Part I - Foundations
This introductory section describes the learning process I've been involved in with my fellow elders at Fellowship Bible Church North. You'll be introduced to our basic research paradigm as well as our “frame of reference” — our “basic assumptions” and the way we “defined our terms.”
To help you evaluate the final results of our study, we'll explain “up front” the guidelines we've used to determine and formulate supracultural principles — those biblical truths regarding local church leaders that we believe are normative for local churches in every culture and at any moment in history.
Part II – The Biblical Story
The following chapters tell the “biblical story” of local church leadership. We begin with a foundational chapter that explores what New Testament writers meant when they referred to the “church” (ekklesia).
From that point, we'll look at what we can learn from the “elders” in the church in Jerusalem. As we follow this unfolding story regarding the expansion of the church, we'll journey with Paul on his missionary travels and, at the same time, consult the letters he wrote that correlate with his church-planting efforts. We'll also look at other New Testament epistles that address the subject of local church leadership.
Part III – Structural Observations
The following chapters look back on the biblical story that we've unfolded chronologically in Part II. We'll comment on fourteen specific observations that will help to crystallize our thinking in several important areas regarding the ministry of local church leaders: their titles, their functions, leadership selection and appointments, the concept of plurality of leadership, and the need for a primary leader. Part III serves not only as a systematic summary but also gives additional biblical data to help clarify more fully what we've looked at in the biblical story.
Part IV – Supracultural Principles and Practical Applications
These final chapters are designed to help all of us move from first-century to twenty-first century church leadership in order to create appropriate forms that (1) harmonize with biblical principles, (2) apply lessons we've learned from history, and (3) utilize both past and present cultural insights.
To practice a biblical approach to leadership, this must be a dynamic, ongoing process — reviewing the biblical story, evaluating past performances as reflected in history (including our own), and understanding our cultural milieu. What God has said, of course, is foundational. Hopefully, the principles we've outlined accurately articulate God's will as revealed in Scripture.

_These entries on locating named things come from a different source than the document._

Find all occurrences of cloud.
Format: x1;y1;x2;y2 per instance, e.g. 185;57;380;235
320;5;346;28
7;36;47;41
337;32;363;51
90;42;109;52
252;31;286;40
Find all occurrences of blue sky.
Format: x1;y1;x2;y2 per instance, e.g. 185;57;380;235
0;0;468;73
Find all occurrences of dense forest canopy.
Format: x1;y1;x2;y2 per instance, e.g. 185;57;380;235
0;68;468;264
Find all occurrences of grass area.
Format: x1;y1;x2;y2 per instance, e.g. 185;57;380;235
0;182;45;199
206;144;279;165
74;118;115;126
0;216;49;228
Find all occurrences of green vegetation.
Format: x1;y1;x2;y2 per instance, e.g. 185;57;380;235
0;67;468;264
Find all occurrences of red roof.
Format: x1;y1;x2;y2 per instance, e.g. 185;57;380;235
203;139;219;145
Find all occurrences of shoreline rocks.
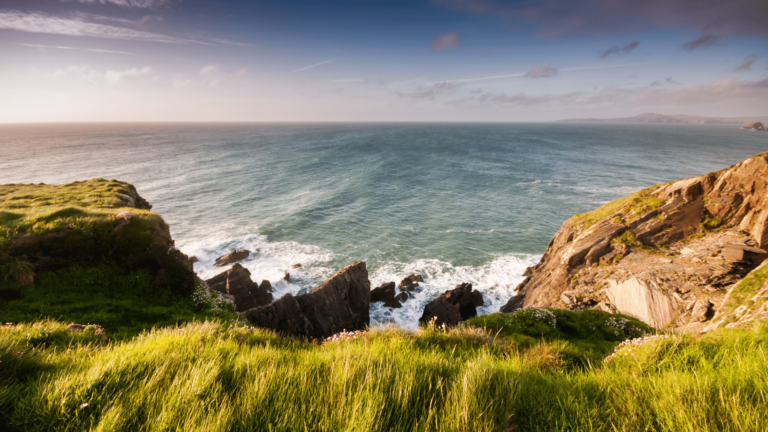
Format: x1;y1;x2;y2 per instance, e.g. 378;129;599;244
205;263;273;312
213;249;251;267
419;283;485;326
244;261;371;339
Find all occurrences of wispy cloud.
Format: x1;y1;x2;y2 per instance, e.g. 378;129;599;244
682;34;721;51
600;41;640;58
397;81;461;100
733;54;757;72
0;10;195;44
523;66;558;78
33;65;157;85
63;0;171;9
200;64;219;76
293;59;336;73
19;44;135;55
429;32;459;51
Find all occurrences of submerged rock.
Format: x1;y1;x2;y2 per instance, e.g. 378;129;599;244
205;263;272;312
419;283;485;326
371;282;408;309
245;261;371;339
213;249;251;267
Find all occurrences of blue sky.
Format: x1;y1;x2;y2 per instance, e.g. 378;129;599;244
0;0;768;123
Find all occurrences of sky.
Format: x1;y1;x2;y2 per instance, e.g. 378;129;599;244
0;0;768;123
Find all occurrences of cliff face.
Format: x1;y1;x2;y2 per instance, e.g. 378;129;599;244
501;154;768;331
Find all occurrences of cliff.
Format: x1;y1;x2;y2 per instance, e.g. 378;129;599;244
501;150;768;331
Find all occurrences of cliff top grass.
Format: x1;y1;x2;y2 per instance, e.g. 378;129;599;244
0;320;768;432
0;179;167;251
566;185;666;230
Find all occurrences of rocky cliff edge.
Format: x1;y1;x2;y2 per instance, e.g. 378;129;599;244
501;153;768;332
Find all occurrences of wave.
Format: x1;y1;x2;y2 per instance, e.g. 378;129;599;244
180;232;541;329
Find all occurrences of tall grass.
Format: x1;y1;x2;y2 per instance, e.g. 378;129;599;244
0;321;768;431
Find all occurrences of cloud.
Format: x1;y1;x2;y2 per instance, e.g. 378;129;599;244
0;11;194;43
523;66;557;78
429;32;459;51
600;41;640;58
200;64;219;76
19;44;135;55
733;54;757;72
682;34;722;51
65;0;171;9
293;59;336;73
397;81;461;100
104;66;152;85
432;0;768;38
173;74;192;88
33;65;157;85
447;78;768;108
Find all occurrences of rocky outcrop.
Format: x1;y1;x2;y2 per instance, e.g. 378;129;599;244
419;283;484;326
501;154;768;331
244;261;371;339
371;282;408;309
743;122;765;130
205;263;272;312
213;249;251;267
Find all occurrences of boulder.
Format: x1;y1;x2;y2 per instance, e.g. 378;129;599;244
371;282;408;309
244;261;371;339
213;249;251;267
419;283;485;326
205;263;272;312
400;275;424;292
605;277;675;329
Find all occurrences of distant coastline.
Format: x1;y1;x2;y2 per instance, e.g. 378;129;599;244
556;113;768;126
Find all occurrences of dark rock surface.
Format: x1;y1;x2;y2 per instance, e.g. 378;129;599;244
419;283;485;326
213;249;251;267
205;264;272;312
245;261;371;339
371;282;408;309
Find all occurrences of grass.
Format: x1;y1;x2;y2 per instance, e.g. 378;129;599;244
0;179;167;252
0;321;768;431
568;185;666;229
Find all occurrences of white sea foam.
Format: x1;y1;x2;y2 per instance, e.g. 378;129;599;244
181;233;541;328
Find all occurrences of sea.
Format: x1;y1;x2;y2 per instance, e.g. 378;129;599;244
0;123;768;328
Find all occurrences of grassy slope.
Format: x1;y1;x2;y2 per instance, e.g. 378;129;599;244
0;320;768;431
0;179;232;338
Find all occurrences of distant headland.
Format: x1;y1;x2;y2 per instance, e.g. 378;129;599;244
557;113;768;125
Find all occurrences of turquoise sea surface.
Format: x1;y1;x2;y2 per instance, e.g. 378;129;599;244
0;123;768;328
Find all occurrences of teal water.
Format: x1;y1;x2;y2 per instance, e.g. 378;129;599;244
0;124;768;327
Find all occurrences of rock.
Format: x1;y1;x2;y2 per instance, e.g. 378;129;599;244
691;300;714;322
419;283;484;326
395;291;410;304
605;277;675;329
213;249;251;267
205;263;272;312
371;282;408;308
259;279;273;292
400;275;424;292
244;261;371;339
742;122;765;130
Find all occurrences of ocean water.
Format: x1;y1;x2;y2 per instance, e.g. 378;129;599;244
0;123;768;328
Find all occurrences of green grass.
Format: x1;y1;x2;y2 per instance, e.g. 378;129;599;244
0;261;234;339
465;308;652;365
0;321;768;431
0;179;167;252
568;185;666;229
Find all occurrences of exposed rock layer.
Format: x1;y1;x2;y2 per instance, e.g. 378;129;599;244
245;261;371;339
419;283;484;326
501;154;768;331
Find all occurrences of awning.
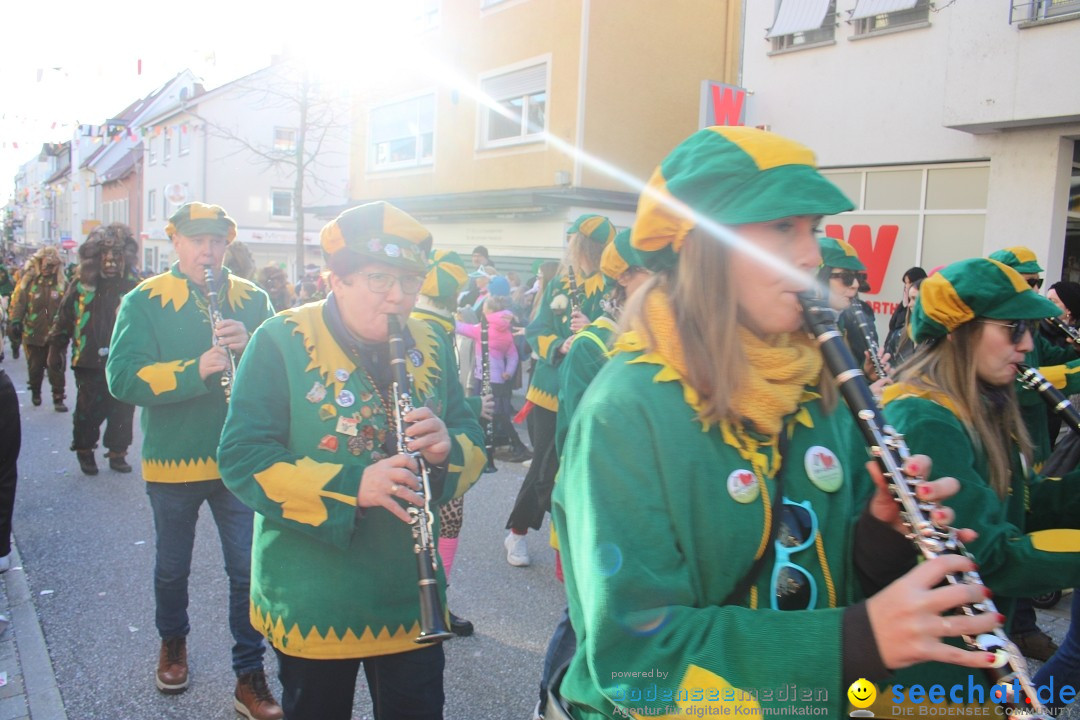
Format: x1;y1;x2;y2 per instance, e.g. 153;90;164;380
851;0;919;21
768;0;829;38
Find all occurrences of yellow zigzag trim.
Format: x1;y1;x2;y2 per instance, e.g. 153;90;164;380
135;272;191;311
525;388;558;412
251;603;423;660
143;458;221;483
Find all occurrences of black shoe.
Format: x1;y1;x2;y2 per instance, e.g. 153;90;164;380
507;445;532;462
108;452;132;473
450;612;473;638
75;450;97;475
1009;630;1057;663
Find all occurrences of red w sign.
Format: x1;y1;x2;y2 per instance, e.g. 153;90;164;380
825;225;900;295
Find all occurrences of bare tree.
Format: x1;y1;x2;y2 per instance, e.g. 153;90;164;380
191;60;350;275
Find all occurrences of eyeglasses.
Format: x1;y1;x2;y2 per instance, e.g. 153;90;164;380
978;318;1032;345
772;498;818;610
356;272;423;295
828;270;866;286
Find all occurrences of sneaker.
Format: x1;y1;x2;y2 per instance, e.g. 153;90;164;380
450;612;473;638
1010;630;1057;663
105;452;132;473
154;635;188;695
75;450;97;475
232;670;285;720
502;532;529;568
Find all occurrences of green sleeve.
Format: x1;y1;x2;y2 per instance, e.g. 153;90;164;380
105;290;210;407
889;399;1080;597
555;332;607;457
435;342;487;504
552;395;843;717
525;277;570;366
217;328;364;548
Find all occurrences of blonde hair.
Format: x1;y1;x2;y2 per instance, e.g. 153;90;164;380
897;323;1032;500
619;228;836;422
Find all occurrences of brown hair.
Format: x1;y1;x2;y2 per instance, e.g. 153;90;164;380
619;228;836;422
897;323;1032;500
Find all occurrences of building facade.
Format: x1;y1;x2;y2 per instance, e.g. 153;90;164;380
341;0;741;269
741;0;1080;322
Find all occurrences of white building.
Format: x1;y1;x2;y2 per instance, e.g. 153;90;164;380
143;65;349;277
741;0;1080;320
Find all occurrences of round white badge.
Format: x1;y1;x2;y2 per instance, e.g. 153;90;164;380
728;470;761;504
802;445;843;492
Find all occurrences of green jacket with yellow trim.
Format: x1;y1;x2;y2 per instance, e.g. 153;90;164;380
552;341;869;720
882;383;1080;688
525;272;604;412
105;263;273;483
555;315;616;457
218;300;486;660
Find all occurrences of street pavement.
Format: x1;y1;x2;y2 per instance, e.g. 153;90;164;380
0;353;565;720
0;353;1080;720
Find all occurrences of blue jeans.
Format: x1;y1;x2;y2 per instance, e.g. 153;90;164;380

Part IV represents not only what we believe these principles are but our efforts in practicing some of these scriptural guidelines. As you'll see, I've chosen to focus on what we've learned from our church-planting experiences over the last number of years. Though I'm gratified and rejoice regarding what we've “done right,” I believe my most helpful illustrations will be those things we could have done better.
As you read the fourteen leadership “principles,” you can begin the evaluation process in your own ministry by answering two questions:
As you understand the biblical story, are these principles articulated accurately?
Assuming these principles are articulated accurately, how does your own approach to leadership reflect these principles?